His comments matter now because LIV Golf continues to sit in the center of the sport’s financial divide, with uncertainty still hanging over the Saudi-backed circuit and rumored PIF funding cuts at the end of the 2026 season. MacIntyre’s answer was not just about one contract. It was also about the world he has chosen to stay in, and the people around him who helped shape that choice.
He said he has a great relationship with the DP World Tour and singled out Tyrrell Hatton as someone he could call right away and ask anything. That puts his thinking in plain view: he is not cutting ties with the tours and players that have been part of his rise, and he is not pretending the split in men’s golf has made old friendships impossible.

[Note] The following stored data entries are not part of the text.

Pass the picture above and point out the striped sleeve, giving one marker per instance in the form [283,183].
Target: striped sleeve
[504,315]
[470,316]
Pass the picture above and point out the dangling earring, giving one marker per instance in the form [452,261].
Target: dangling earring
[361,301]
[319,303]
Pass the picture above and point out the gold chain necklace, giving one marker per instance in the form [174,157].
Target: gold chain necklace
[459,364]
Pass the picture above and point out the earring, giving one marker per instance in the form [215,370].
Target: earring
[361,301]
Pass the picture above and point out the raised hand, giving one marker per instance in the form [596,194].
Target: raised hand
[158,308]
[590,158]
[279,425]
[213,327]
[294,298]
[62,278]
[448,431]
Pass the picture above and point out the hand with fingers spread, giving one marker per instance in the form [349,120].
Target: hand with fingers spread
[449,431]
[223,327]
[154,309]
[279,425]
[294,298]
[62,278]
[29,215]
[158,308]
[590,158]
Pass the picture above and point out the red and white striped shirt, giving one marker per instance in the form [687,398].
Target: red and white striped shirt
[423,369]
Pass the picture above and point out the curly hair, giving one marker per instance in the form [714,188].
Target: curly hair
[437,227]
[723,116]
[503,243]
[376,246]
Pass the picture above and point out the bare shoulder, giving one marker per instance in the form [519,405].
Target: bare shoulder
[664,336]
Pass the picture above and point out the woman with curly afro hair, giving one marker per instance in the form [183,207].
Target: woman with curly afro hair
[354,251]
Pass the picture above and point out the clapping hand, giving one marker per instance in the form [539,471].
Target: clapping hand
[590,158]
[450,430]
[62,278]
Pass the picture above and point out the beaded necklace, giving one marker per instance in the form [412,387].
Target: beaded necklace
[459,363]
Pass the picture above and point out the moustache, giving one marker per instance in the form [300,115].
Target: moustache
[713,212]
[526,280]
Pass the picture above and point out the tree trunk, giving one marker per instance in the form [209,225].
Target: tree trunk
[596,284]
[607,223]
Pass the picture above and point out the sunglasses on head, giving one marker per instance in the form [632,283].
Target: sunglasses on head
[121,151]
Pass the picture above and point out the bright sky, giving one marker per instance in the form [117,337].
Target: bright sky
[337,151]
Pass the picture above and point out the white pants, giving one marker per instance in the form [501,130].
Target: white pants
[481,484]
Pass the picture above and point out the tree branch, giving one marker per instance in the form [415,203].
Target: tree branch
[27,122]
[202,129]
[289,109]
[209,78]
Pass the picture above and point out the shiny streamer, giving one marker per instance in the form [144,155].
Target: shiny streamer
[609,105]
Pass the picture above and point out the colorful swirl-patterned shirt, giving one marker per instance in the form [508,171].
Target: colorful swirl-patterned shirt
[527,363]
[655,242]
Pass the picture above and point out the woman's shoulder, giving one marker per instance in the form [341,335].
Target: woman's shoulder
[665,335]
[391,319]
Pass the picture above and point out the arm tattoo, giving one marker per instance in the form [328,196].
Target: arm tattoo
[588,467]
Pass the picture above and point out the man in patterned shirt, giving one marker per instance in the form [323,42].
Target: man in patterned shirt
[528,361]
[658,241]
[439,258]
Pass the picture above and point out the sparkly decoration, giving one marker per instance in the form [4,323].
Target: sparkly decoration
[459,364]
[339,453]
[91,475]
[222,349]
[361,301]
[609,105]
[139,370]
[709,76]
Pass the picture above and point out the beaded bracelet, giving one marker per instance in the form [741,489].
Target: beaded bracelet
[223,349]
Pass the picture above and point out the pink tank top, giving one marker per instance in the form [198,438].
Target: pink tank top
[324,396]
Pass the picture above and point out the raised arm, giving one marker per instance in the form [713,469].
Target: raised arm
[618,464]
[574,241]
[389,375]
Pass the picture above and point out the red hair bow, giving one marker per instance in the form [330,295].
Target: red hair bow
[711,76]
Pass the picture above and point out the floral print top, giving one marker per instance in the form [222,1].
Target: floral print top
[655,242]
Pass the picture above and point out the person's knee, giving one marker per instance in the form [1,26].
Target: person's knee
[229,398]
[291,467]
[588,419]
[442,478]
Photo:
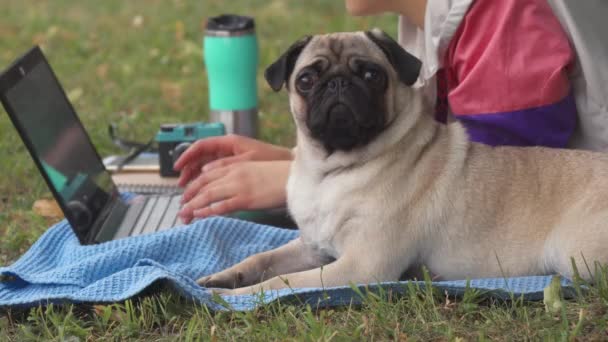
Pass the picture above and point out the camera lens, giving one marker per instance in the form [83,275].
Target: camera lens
[178,150]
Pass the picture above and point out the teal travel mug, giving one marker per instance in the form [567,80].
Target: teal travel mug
[230,52]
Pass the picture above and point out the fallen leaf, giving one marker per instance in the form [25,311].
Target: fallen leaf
[179,30]
[47,208]
[137,21]
[102,70]
[75,94]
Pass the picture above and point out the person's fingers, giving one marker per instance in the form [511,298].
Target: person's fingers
[207,196]
[206,147]
[200,182]
[219,163]
[220,208]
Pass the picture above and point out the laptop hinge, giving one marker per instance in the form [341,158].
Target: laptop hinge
[112,222]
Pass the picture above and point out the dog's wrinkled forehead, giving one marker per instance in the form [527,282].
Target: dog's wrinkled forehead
[339,49]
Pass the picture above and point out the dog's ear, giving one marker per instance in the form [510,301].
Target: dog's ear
[406,65]
[279,71]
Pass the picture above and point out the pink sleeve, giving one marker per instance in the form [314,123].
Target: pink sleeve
[506,70]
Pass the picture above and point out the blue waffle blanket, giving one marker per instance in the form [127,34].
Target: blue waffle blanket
[58,269]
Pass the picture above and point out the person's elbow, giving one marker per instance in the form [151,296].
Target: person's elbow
[360,7]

At the same time, MacIntyre made clear that his view of the LIV divide has softened. He said he understands why certain players went after thinking about it more, and that some timed their decisions beautifully. He also said he thinks some moves were crazy, while stressing that good people remain good people whether they joined LIV or stayed on the PGA Tour. He added that there are PGA Tour stars he does not particularly like, and that he is not on any boards and is not getting involved.
That is the tension inside his decision. MacIntyre rejected the money, but he is not pretending the choice was simple, and he is not trying to turn it into a morality play. For him, the answer was to stay where the Ryder Cup, the DP World Tour and the PGA Tour still fit the career he wants, even if the biggest offers in golf are now coming from somewhere else.